Along with Cook’s work in Kansas City, the Philadelphia Fed has notably established a “machine learning initiative” with a small hive of economists focused on AI methods.
The Fed looks at ChatGPT (and ChatGPT looks at the Fed)
None of the applications above are forms of generative AI, a la ChatGPT. That kind of application would, hypothetically, not just return results and quantitative analysis but draft its own written summary and conclusions.
Generative AI engines are known to still make baffling, potentially harmful errors despite their impressive capabilities. When approaching any new technology, institutions in a position of public trust must proceed with care. One as powerful as ChatGPT warrants particular caution—even as economists begin to test its potential.
A new paper by Richmond Fed economists Anne Lundgaard Hansen and Sophia Kazinnik brings the latest generative AI tools into the picture, turning ChatGPT back on the voluminous transcripts generated by the Fed itself.
Researchers found the latest iterations of ChatGPT performed on par with human interpretations of “Fedspeak”—the carefully calibrated language employed by Fed officials.
They find the latest iterations of ChatGPT perform on par with human interpretations of “Fedspeak”—the carefully calibrated language employed by Fed officials to characterize their policy actions and observations about the U.S. economy. Their tests include rating Fed statements on a scale from hawkish to dovish, and identifying when Fed communications indicate a genuine monetary policy shock (an intentional action by policymakers to combat inflation).
“Does this result mean that experts and researchers are now obsolete?” they write. “On the contrary.
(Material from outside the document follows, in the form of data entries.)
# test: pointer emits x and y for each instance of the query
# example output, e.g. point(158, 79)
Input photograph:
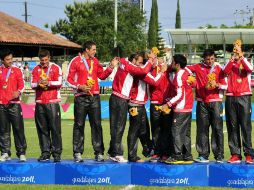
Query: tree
point(178, 16)
point(153, 26)
point(95, 21)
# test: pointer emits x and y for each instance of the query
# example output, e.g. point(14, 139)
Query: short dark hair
point(4, 53)
point(131, 57)
point(43, 53)
point(208, 52)
point(88, 45)
point(180, 59)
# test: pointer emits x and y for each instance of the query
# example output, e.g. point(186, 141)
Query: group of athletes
point(139, 78)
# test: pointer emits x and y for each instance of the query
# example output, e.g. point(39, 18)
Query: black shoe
point(57, 158)
point(99, 158)
point(44, 158)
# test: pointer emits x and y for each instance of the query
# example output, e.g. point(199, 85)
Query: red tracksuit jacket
point(123, 80)
point(202, 70)
point(15, 83)
point(52, 94)
point(239, 77)
point(181, 92)
point(78, 74)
Our results show that there is a tremendous potential for boosting the capabilities of researchers in the realm of qualitative analysis.”
The economists propose that the ability of today’s generative AI to interpret Fedspeak holds potential to improve the “clarity, transparency, and effectiveness” of Fed policy messaging, a goal that is “highly relevant in an era where central banks are becoming more focused on making their communication more accessible to the public.”
While noting that generative AI tools “are not infallible” and require considerable guidance, “the implications of this ‘renaissance’ are profound,” they conclude. “It opens up possibilities for a new era of research and knowledge discovery that combines the depth of human insight with the breadth and speed of AI.”